Oil major to launch new low carbon programme with BHP Billiton, Statoil and some solar firms in bid to green image
By Gerard Wynn
Royal Dutch Shell will launch next week a major initiative with multiple partners which it says will investigate and inform how the world can shift to a low-carbon economy.
The first task of its “Energy Transitions Commission” will be to prove its sincerity and impartiality.
Shell has recruited external thought leaders and the chief executives of multiple energy, technology and consultancy companies to the Commission, which it will launch at a “Fortune Brainstorm” conference on energy, technology and sustainability in Texas.
The aim, I am told, is to detail an orderly shift to a low-carbon future which keeps the world economy on track while cutting carbon emissions.
It is difficult to know, before seeing the results, how far the initiative is real enquiry, brand management, a strategic attempt to bend the debate, or a combination of all these.
Naturally, some sceptics might wonder if this is a PR job, after long-running environmental campaigns against its Arctic drilling. In the run-up to the biggest summit on climate change for years, in Paris at the end of this year, Shell may want to be on the front foot.

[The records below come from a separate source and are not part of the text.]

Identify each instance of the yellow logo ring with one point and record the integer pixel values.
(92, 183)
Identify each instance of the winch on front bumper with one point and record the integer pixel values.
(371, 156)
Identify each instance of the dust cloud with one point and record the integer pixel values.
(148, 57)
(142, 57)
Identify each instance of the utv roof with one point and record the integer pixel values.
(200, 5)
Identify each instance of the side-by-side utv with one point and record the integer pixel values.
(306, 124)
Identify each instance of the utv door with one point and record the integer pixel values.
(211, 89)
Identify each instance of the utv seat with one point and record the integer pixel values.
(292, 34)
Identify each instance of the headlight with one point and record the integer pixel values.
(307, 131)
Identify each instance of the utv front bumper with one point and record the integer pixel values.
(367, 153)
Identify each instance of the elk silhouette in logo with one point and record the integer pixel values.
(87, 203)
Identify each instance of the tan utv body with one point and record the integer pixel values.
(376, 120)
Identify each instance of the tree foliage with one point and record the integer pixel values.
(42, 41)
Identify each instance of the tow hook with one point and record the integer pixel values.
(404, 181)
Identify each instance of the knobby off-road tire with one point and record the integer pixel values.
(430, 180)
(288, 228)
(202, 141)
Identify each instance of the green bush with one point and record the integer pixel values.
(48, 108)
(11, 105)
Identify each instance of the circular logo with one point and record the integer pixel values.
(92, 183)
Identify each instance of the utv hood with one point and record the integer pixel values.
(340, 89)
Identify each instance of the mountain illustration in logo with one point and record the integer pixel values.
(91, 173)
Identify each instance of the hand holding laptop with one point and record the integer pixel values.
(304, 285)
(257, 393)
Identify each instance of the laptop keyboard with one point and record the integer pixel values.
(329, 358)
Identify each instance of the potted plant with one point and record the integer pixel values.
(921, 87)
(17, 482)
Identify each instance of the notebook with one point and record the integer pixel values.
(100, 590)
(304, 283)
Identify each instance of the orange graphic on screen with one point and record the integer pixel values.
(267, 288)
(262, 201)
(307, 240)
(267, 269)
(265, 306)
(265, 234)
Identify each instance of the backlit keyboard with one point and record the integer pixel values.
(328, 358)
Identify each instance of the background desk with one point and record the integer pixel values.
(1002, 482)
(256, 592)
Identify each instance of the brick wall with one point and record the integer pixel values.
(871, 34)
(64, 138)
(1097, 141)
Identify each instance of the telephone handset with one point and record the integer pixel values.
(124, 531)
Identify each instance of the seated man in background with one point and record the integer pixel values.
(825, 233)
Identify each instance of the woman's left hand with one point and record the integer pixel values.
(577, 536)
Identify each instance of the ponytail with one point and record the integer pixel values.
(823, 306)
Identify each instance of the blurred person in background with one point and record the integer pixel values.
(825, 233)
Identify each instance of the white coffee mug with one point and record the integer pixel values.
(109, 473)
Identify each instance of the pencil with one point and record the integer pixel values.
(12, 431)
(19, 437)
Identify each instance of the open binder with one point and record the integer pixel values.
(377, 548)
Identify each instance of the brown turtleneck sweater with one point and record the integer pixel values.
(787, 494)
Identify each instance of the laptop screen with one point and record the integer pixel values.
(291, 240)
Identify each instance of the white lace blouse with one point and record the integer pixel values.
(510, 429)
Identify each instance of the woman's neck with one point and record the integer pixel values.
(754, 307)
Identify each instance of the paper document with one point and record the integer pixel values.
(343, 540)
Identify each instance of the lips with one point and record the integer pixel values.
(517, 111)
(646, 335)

Some might question how sincerely a fossil fuel company can engage in a debate on a low-carbon transition which ultimately seals the end of its core business.
My sources suggest that some “progressive” solar energy and digital technology companies have been invited to the Commission, which is a good sign, alongside fossil fuel companies such as BHP Billiton and Statoil. But would Shell follow the advice of the Commission, if it clashed with its own strategy, and how impartial can it be?
So far, Shell has offered a skewed vision of the world’s energy future. For example, its own analysis concludes that renewable energy will only make up – at the very most – 25% of the global energy mix in 2050. But even coal-dominated China has signalled that renewable energy will reach about this level in its own energy mix some 20 years sooner, in 2030. An alternative view is that the falling cost of solar power plus the ambition of technology companies like Apple to enter the energy space, including transport, will see fossil fuels get left behind over the next two to three decades.
Shell’s view naturally reflects its own fossil fuel business. In power generation, it has used the issue of climate change to promote its gas business over higher carbon-emitting coal. It is also a leader in developing carbon capture and storage (CCS), as a technology to eliminate emissions from gas-fired power. Meanwhile, it has exited most of its interests in wind and solar. In transport fuels, Shell has only very small biofuel ventures, and little or no interest in electric vehicles.
Shell may want to influence its Commission. One might expect key findings to reiterate its call for a global carbon price, which will hurt coal more. And it will want to underline the importance of CCS in the fight against climate change, given its strategic position, and the public funds at stake. For example in Britain, it is hoping to win next year a share of £900 million for its gas-CCS project at Peterhead in Scotland.
But if its Commission can also convincingly analyse, argue and inform across a wide range of other scenarios, it could make a useful contribution for investors, policymakers and entrepreneurs, and perhaps for Shell itself.